I once lived without television for 5 years. Not out of some sort of superior attitude, but because I get lazy when things break. The television didn’t break, but the antenna on my roof did. After about 2 years of accepting this situation, I attempted to fix it. A friend of mine came over to hold the ladder and to oversee my potential death (because what could be worse than dying on a roof and no one finding out about it for ages.) So I did try. I did climb up a very steep ladder and I did wander about on the not-so-stable roof and pick up various pieces of debris that just might be my aerial (or is it an antenna?) and I did yell down to my friend as I moved bits of metal around to see if my interventions were having any impact on the ET-phone-home TV screen in my flat below.
Several years passed before I moved home and re-entered a life that included some television.

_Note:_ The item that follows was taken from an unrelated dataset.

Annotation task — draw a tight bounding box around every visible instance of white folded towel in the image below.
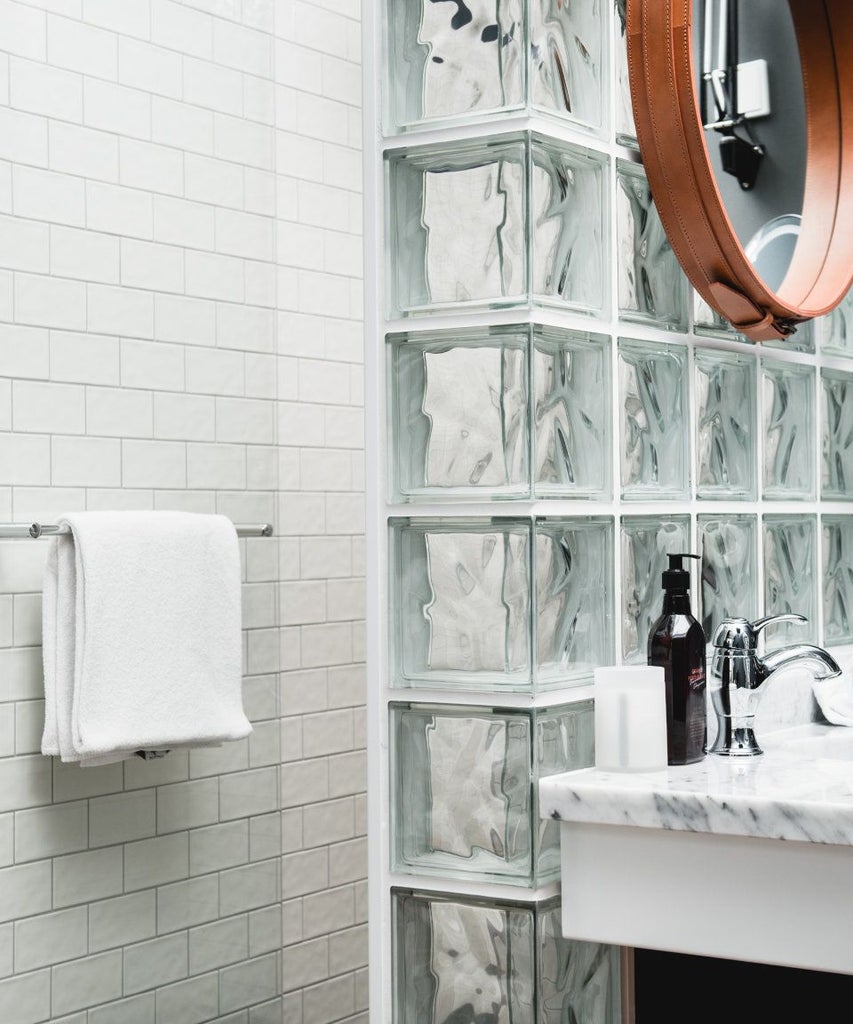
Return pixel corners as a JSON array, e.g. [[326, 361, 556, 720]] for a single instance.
[[41, 510, 252, 766]]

In the intervening years I’d spent substantially more time book-bingeing and singing into the mirror with my hairbrush for an evening’s entertainment than is normal for me. I’d also struggled at social occaisions. Without shared neighbours to gossip about, it’s amazing how much chit chat is devoted to X-Factor or 24 or … I don’t know … I can’t remember what else was on television in those years that went over my head — but I did find out the socially awkward way that TV accounts for a great deal of small talk. All I ever had to contribute was “No, my television is broken.” Which rarely proved the perfect conversation starter.
But I digress. The point I was going to make is that I’ve been reaching for the television lately. It’s become my comfort food. And not just any television — in fact, not even the actual television — me and my MacBook have been climbing into bed together. Yes. And what have we been doing? Downloading “Death in Paradise” from BBC iPlayer.
Which leads me to the subject of this weekend’s blog: crime dramas and murder mysteries in particular.
If you haven’t seen “Death in Paradise”, it’s a LOT better than Midsomer Murders (which is one of the only murder mysteries that I don’t particularly approve of and will only watch if there’s no other on offer… because of the ridiculous number of murders that take place in this sleepy part of England in every single episode and the generally beige tone of the central characters ) — but is a bit like it in its similarly very gentle handling of cold-blooded killings. I haven’t checked but am sure that the critics will just despise Paradise for its silliness and all those cliches about Caribbean laid-back-ness but I for one really hope it lasts a few more seasons… far worse things, have.
Now, I used to blame my mother for this habit of reaching for the nearest murder mystery when life got tough. She raised me to believe that a nice Agatha Christie was the best cure for imaginary worries (real ones were best handled by ice-cream.) But I’ve come to realize that mom cannot be held responsible for what appears to be a more universal phenomena. Beyond Poirot and Ms. Marple, consider Morse, Taggart, Cracker, Prime Suspect, Silent Witness. I know I’m dating myself — but then there’s The Killing and what about Wallander!! I know I’m also locating myself as clearly not in America. Which leads me from my first question, why are murder mysteries comforting to so many of us? to my second … Doesn’t this tradition seem particularly strong on the British Isles (which withstood the temptation for real-life crime drama for a long, long time.)
So, I ask you — can anyone out there explain to me why nothing makes me happier these days than curling up to watch Detective Poole talk to his teeny green lizard?